Google Cloud GCVE incident details

What happened? Summary

During the initial deployment of Google Cloud VMware Engine (GCVE) private clouds for customers using our internal tools, a parameter was left blank, causing a Google operator to misconfigure the GCVE service. This had the unintended and subsequently unknown consequence of causing customer GCVE private clouds to default to a fixed duration and then be automatically deleted at the end of that duration. Both the incident trigger and the behavior of our downstream systems have been fixed to ensure this does not happen again.

This incident did not affect any Google Cloud services other than this customer's GCVE private cloud. No other customers were affected by this incident.

Digging deeper:

Deployment using exception processing

In early 2023, our operators deployed one of the customer's GCVE private clouds using our internal tool to meet a specific capacity placement need. This internal tool for capacity management was retired in Q4 2023 and is no longer required as it has become fully automated (i.e. no human intervention is required).

Blank input parameters caused unintended behavior

Google operators followed their internal management protocols, but left one input parameter blank when using their internal tools to provision a customer's private cloud. Because the parameter was blank, the system assigned it a then-unknown default fixed duration value of one year.

Your GCVE Private Cloud was deleted after the system-allocated 1-year period expired. No notification was sent to you as the deletion was triggered as a result of a Google operator leaving a parameter blank using an internal tool, not as a deletion request from you. In the case of a customer-initiated deletion, you are notified in advance.


The customer and our teams worked around the clock over several days to recover the customer's GCVE private cloud, restore network and security configurations, restore applications, and recover data to restore full operations.

This was supported by the customer's robust and resilient architectural approach to managing the risk of outages and failures.

Backups of data stored in Google Cloud Storage in the same region were not affected by the deletion and, along with third-party backup software, helped with quick restores.
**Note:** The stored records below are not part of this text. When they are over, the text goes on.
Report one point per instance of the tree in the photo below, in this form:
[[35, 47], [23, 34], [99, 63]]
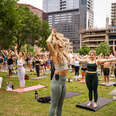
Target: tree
[[84, 50], [103, 48], [7, 22]]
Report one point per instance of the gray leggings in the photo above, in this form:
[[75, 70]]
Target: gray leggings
[[21, 76], [58, 91]]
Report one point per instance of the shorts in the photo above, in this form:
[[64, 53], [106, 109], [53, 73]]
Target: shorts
[[106, 71]]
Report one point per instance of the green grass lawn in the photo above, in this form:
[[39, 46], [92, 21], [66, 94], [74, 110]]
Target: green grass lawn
[[24, 104]]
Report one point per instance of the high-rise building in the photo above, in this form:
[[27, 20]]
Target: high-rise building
[[113, 14], [69, 17], [58, 5]]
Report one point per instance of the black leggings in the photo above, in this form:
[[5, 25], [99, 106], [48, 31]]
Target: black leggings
[[92, 85], [77, 70]]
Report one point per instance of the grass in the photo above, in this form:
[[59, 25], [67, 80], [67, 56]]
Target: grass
[[24, 104]]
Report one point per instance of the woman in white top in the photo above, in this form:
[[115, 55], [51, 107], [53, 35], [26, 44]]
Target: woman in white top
[[21, 69]]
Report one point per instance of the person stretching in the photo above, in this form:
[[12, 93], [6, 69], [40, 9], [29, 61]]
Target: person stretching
[[56, 47]]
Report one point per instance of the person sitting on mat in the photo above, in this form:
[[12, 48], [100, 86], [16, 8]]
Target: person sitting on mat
[[56, 46], [91, 75], [106, 70]]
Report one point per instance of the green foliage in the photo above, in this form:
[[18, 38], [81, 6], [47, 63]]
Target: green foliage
[[84, 50], [103, 48]]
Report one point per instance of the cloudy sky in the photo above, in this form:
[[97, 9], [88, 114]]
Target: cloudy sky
[[102, 9]]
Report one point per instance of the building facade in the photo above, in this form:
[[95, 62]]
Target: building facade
[[113, 14], [40, 13], [69, 17], [93, 37]]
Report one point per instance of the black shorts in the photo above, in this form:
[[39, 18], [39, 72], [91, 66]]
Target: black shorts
[[73, 66], [106, 71]]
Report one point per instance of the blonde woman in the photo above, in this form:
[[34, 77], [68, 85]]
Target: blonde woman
[[21, 69], [91, 75], [56, 46]]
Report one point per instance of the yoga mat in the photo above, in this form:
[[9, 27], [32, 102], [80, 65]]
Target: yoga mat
[[113, 92], [101, 103], [36, 78], [28, 88], [110, 84], [71, 94], [109, 79]]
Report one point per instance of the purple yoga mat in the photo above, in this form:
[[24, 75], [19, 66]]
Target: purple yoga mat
[[28, 88]]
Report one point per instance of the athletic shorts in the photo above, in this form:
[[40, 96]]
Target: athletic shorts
[[106, 71]]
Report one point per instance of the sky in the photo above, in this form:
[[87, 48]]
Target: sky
[[102, 9]]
Google Cloud has taken several steps to prevent this incident from happening again:

The internal tool that triggered this chain of events has been deprecated; this aspect is now fully automated and controllable by the customer via the user interface, even if specific capacity management is required.

We scrubbed our system databases and manually reviewed all GCVE private clouds to ensure that no other GCVE deployments were at risk.

We have corrected the system behavior of marking GCVE private clouds for deletion in such deployment workflows.


Prior to this incident, there have been no incidents of this nature within Google Cloud, and this is not a systemic issue.

Google Cloud services have strong safeguards in place that combine soft deletion, advance notification, and human intervention when necessary.

We have confirmed that these safety measures remain in place.

Close collaboration with the customer was essential to a rapid recovery, and the customer's CIO and technical teams deserve credit for the speed and precision with which they worked closely with the Google Cloud team to execute the recovery 24/7.

Fail-safe, resilient and robust risk management is essential to recover quickly in the event of an unexpected incident.

Google Cloud continues to deliver the most resilient and stable cloud infrastructure in the world, and despite this one-time incident, Google Cloud's uptime and resiliency has been independently verified to be the best of any major cloud.